Where does writing begin?

the front of a card made by my mom--a self-portrait

the front of a card made by my mom–a self-portrait

We all have a story why we write or make art or create whatever it is we create. How far back does the story go?

Does my story go back to the first book I fell in love with? (Watership Down) Does it go back to my mother’s love of books? My grandmother’s love of books?

Does it have anything to do with books at all?

Does it go back to rarely being listen to and hardly ever believed?
Does it go back to my dad making up stories about the world around us?
Does it go back to my DNA coming together in just the right way?

Is a writer’s brain wired differently? Or does writing rewire the brain?

Does it go back to trying to remember something I forgot or back to trying to forget what I don’t want to remember? If you retell a story often enough, do you forget which version is true?

How true is your memory anyway?

How did you come to love books? (If you’re reading this I can’t help but think you love books. Am I wrong?)

It can’t be simply because you grew up surrounded by books. If you did. Some people discover books away from their home. They don’t grow up in a house filled with books, and yet they become writers.

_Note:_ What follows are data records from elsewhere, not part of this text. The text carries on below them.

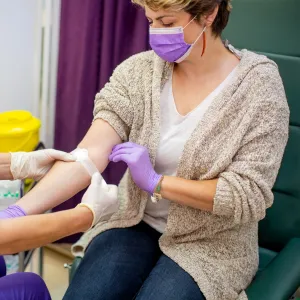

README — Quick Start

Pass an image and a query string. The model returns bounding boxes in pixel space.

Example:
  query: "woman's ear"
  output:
[204,5,219,27]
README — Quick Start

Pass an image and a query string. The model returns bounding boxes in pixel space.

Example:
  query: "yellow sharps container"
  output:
[0,110,41,152]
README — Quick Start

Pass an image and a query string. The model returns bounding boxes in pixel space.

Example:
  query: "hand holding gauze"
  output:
[79,172,119,227]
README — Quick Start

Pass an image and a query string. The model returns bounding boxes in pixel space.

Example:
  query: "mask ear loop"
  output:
[201,26,206,57]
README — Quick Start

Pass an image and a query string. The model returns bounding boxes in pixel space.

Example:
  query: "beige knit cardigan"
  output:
[73,46,289,300]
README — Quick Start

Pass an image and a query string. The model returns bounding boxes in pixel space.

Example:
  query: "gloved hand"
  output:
[109,142,161,194]
[0,205,26,220]
[79,172,119,227]
[10,149,76,181]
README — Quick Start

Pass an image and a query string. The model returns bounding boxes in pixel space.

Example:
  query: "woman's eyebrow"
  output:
[146,15,174,21]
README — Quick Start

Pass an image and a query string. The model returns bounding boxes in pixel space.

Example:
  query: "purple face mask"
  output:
[150,18,206,63]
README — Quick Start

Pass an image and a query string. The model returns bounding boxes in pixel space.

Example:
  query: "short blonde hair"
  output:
[131,0,232,36]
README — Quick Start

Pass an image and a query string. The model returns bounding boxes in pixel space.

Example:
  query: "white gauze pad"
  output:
[71,148,107,188]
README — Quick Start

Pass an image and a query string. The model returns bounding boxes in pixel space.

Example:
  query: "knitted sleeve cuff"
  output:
[213,177,234,217]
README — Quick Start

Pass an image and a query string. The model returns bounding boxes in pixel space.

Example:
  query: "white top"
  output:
[143,69,235,233]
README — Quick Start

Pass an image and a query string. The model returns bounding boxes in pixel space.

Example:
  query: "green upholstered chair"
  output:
[223,0,300,300]
[70,0,300,300]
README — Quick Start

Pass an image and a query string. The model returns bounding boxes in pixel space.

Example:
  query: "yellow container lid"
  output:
[0,110,41,137]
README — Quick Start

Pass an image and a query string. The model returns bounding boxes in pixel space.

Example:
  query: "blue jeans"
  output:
[0,273,51,300]
[64,222,205,300]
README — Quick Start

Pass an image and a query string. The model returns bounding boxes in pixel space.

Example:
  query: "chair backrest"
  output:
[223,0,300,251]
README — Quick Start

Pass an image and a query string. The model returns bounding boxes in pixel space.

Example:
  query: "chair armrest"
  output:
[246,238,300,300]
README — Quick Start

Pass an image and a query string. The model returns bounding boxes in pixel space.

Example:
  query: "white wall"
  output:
[0,0,40,112]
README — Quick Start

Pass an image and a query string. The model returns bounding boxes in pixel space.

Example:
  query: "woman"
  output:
[0,149,117,300]
[9,0,289,300]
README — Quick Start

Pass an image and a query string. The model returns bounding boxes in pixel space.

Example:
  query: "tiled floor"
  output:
[26,248,300,300]
[26,248,72,300]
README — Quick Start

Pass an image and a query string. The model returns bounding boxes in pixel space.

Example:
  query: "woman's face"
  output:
[145,7,204,44]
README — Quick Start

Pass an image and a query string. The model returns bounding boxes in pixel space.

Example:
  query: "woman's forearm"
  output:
[17,120,121,215]
[0,153,13,180]
[0,207,93,255]
[161,176,218,212]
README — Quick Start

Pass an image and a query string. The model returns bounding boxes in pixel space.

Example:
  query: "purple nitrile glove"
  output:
[0,205,26,220]
[109,142,161,194]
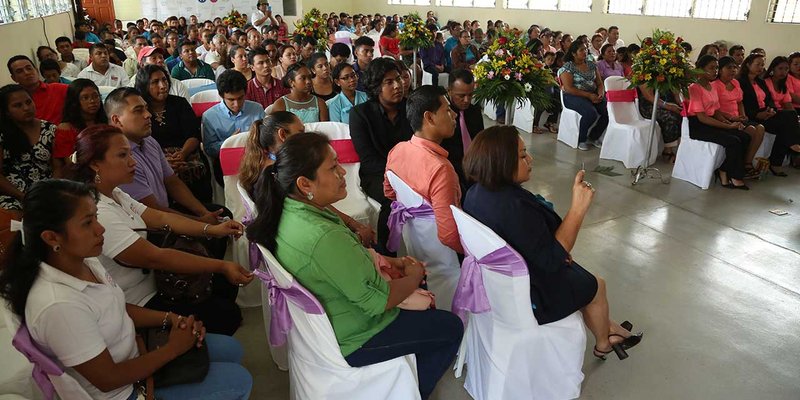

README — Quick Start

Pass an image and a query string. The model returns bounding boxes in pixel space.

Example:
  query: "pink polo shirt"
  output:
[383,135,464,254]
[711,79,744,117]
[689,83,720,117]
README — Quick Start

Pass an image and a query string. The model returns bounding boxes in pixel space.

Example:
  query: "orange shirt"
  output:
[383,135,464,254]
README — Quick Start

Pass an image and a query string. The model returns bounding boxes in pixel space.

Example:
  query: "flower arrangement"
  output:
[294,8,328,52]
[222,8,247,28]
[398,13,435,49]
[473,31,556,110]
[630,29,698,95]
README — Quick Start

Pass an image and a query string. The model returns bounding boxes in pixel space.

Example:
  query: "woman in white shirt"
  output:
[0,180,252,400]
[75,124,253,335]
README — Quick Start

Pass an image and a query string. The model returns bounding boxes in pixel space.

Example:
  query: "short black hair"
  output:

I grew up in my father’s house. He had few books. he couldn’t read well. He had a Bible, a few Time/Life books, a dictionary, and a copy of Huck Finn. That was it.

My mother didn’t have many books in her apartment because she had no money for books and moved all the time. But she was always reading library and cheap used paperbacks that she’d sell. Grandmother didn’t have many books because she didn’t like the dust. She hated to dust. She didn’t buy many things because they’d have to be dusted. But she read library books all the time, took me with her, and if a librarian wouldn’t let me check out a book, my grandmother would check the book out for me.

I have hundreds of books. We have so many book cases and still I don’t have enough room for my books. But I can’t bring myself to get rid of them. I don’t notice the dust.

But shelves of books alone won’t make you a writer.

What makes you a writer?

The Power of Words and the Paper They’re Printed on

Write the right thing. I found this video over at angelinelajeunesse. I don’t know her blog well, yet, but I came across her on a facebook group–writers unboxed. Come join me over there sometime.

Anyway, how you word things obviously matters or you wouldn’t write. And the words we choose shape our perceptions. If the written word didn’t matter, why would we fight so over holy books? And how many writers would want their words changed by an editor?

I’ve been sharing a lot of words about the whole self-publish or traditionally published debate. I rule out nothing for my future. Ruling out anything for the future would be foolish since we have no idea what the future will look like.

This discussion has brought my debating side. There are people I can never debate with. What is it about some people you can debate with and still be friends, and other people any disagreement is like a death? I don’t know. But this publishing debate has given me lots to think about.

I’m a romantic when it comes to books.

My grandmother lived across the street from a bowling alley. If you walked through the bowling alley’s parking lot to the main boulevard and dashed across, you would be at a strip mall complete with Publix, Duff’s Smorgasboard, and Daper Dan’s ice cream parlor. The shopping center also had a gift shop. The gift shop sold the usual trinkets, candles, wind chimes, and cards. They also had a corner of books.

I would get permission to walk over by myself and then sit on the floor in front of section of books and spend an unreasonable amount of time deciding which book to spend my few dollars on. I read the backs of many paperbacks, pick my favorites, and set them down on the floor. With books in a row on the floor, I sat cross-legged and stared at the covers. I loved this cover and that cover. Eventually, I had both books, and sometimes I would stop reading just to look at the cover.

And in 2000 my husband and I were in New Orleans. Across from our hotel was a used bookshop. It was dim, dusty, tiny bookshop. We spent an afternoon scanning the shelves. I was crawling on my knees, investigating piles and boxes of books. Going back to where I started to look over the shelves again in case I missed something. I’d pull books from underneath others to see what the book really was. After much inner turmoil I picked Salman Rushdie’s book on The Wizard of Oz. The man sitting on a stool at the counter said, “You love books.”

“Oh, I do.”

“I could tell by the way you kept looking over each shelf, really looking. You’ll love your books,” he said.

And then there came the day I found a book I’d been searching for for years. I found it in a used bookshop in Chapel Hill, and when I saw it, I squealed. I ran to my friend, jumped up and down and caused quite a few heads to turn. “OH MY GOD!! I LOVE THIS BOOK!!” After embarrassing my friend, I leapt to the counter and was still jumping up and down when I paid for it. I hugged the book to my chest. And I discovered it was signed.

If my apartment caught on fire right now and I could save only one book, this would be the one.

Physical books are artifacts. What will we leave behind in this digital age? What treasures will we find scrolling down a screen? I guess every generation has to moan the passing of what they know. My son has many books, but surely he will grow up more comfortable with e-books, but I don’t think I’m ever going to hug a Kindle.

But who knows?

When the world is digital, what will you miss?